Erster Stopp auf dem Weg nach Skandinavien war Bornholm (Dänemark), von wo es am nächsten Tag direkt nach Stockholm weiterging. Da die DA40 „Tundra“, wie alle DA40 NGs mit dem 170 PS starken AE300 Dieselmotor ausgerüstet ist, konnte bereits ab hier vom preisgünstigen JET-Fuel profitiert werden.

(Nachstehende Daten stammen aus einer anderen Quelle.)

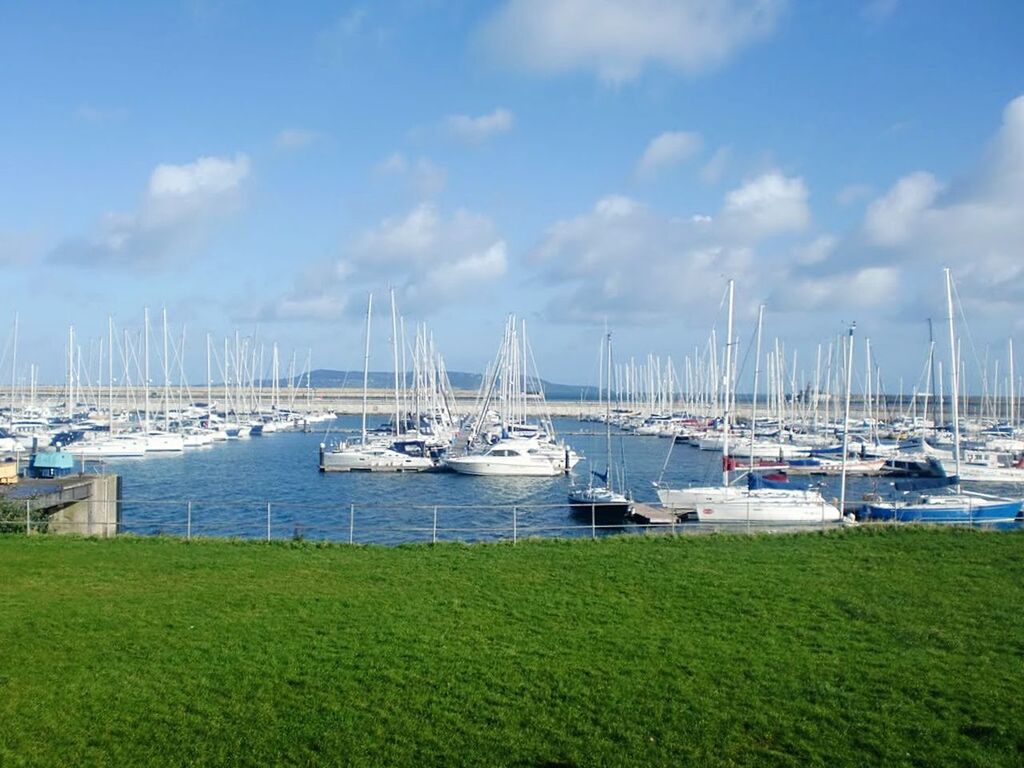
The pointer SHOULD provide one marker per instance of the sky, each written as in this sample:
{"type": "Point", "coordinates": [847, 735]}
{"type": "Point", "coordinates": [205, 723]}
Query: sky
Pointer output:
{"type": "Point", "coordinates": [263, 167]}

Nach drei Tagen Aufenthalt in der Hauptstadt Schwedens ging es VFR weiter ins Landesinnere, wo nach mehrtägigem regenreichen Wetter der Boden entsprechend aufgeweicht war - ideale Bedingungen also, um das Spezialfahrwerk zu testen. Die erste Zwischenlandung wurde konsequenterweise auf einem direkt am Wasser gelegenen Flugfeld (Nähe Arbrå) durchgeführt. Erwartungsgemäß wären die Bedingungen hier für herkömmliche Flugzeuge dieser Bauart wohl eher schon grenzwertig gewesen, vor allem was die verfügbare Bahnlänge in Kombination mit dem leicht sumpfigen Untergrund anging
Wie sich zeigte, konnten nun die Vorteile der großen Niederdruckräder voll ausgespielt und der Flug problemlos und sicher nach Nordwesten fortgesetzt werden. Über die von Seen und Flüssen durchzogenen endlosen Wälder Mittelschwedens führte der Weg über einige mehr oder weniger als solche erkennbare Flugplätze nach Östersund, wo die mit Long-Range Tanks versehene Maschine wieder vollgetankt wurde.

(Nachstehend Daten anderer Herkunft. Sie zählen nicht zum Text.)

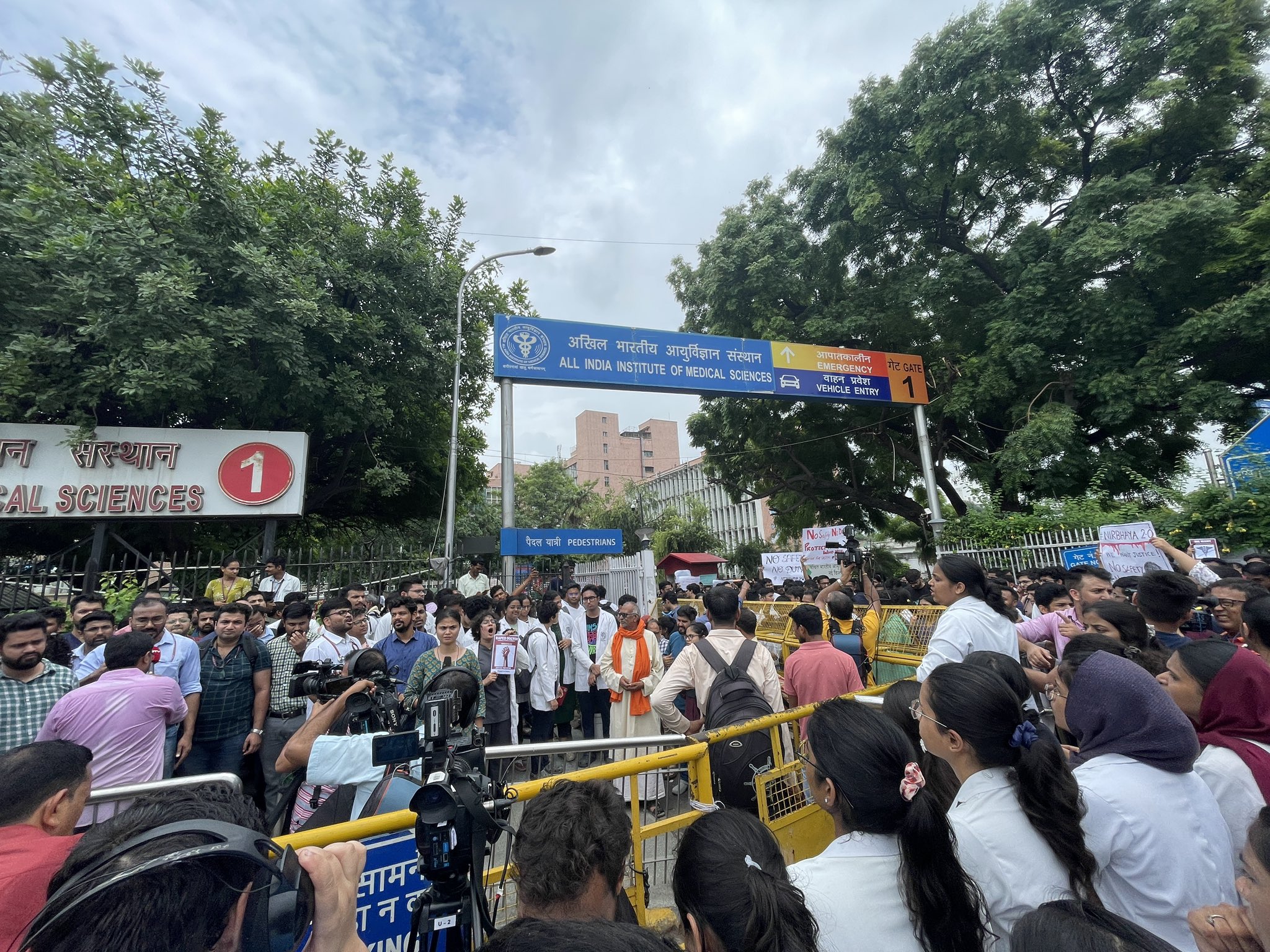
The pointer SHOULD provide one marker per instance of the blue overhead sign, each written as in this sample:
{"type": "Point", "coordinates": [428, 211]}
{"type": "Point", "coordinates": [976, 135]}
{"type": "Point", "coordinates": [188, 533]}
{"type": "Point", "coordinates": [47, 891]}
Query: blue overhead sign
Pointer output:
{"type": "Point", "coordinates": [561, 542]}
{"type": "Point", "coordinates": [540, 351]}
{"type": "Point", "coordinates": [1250, 455]}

Am selben Tag noch ging es weiter nach Tromsø in Norwegen. Da die Wettervorhersage mit einer stationären Front über dem Gebirge inklusive eingelagerter Gewitter weiter im Norden einen VFR-Flug (Sichtflug) unmöglich machte, wurde kurzerhand ein IFR-Flugplan (Instrumentenflug) aufgegeben, um kurze Zeit später in Richtung norwegische Küste auf FL130 zu steigen. Die DA40 „Tundra“ wurde somit vom robusten Expeditionsflugzeug unmittelbar zur komfortablen Reisemaschine.

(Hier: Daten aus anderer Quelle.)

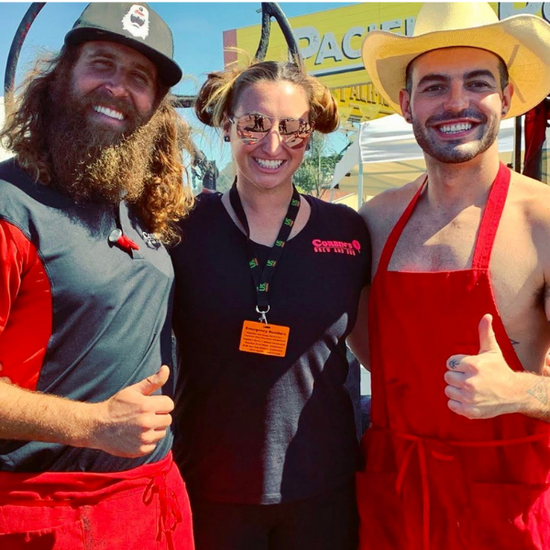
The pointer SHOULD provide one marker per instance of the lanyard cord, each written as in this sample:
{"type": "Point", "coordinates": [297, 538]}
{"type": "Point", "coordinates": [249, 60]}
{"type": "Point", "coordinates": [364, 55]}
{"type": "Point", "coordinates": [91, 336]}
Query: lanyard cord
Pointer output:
{"type": "Point", "coordinates": [262, 277]}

Das voll integrierte Avioniksystem G1000 plus Garmin GFC700 Autopilot, welches über alle Annehmlichkeiten eines modernen Glas-Cockpits nach neuestem Stand der Technik (Synthetic Vision, Stormscope uvm.) verfügt ließen den ca. 600nm langen Flug entsprechend entspannt verlaufen. Wiederholtes Anpassen der Flughöhe (FL 90 – FL 150) ermöglichte ein Durchfliegen der Front ohne nennenswerte Beeinträchtigungen, nur leider war von der beeindruckenden Küste Norwegens nur hin- und wieder etwas zu sehen. Nach ca. 4,5h Flugzeit war Tromsø erreicht, wo wieder bessere Wetter- und um diese Jahreszeit rund um die Uhr Tagesbedingungen herrschten. Der Gesamtverbrauch für diesen Flugabschnitt betrug gerade einmal 89l Diesel, der Tank war damit erst knapp zwei Drittel leer geflogen. Trotzdem wurde wieder voll getankt, da als nächstes das Nordkap und die Durchquerung Finnlands ohne weiteren Tankstop auf dem Programm standen.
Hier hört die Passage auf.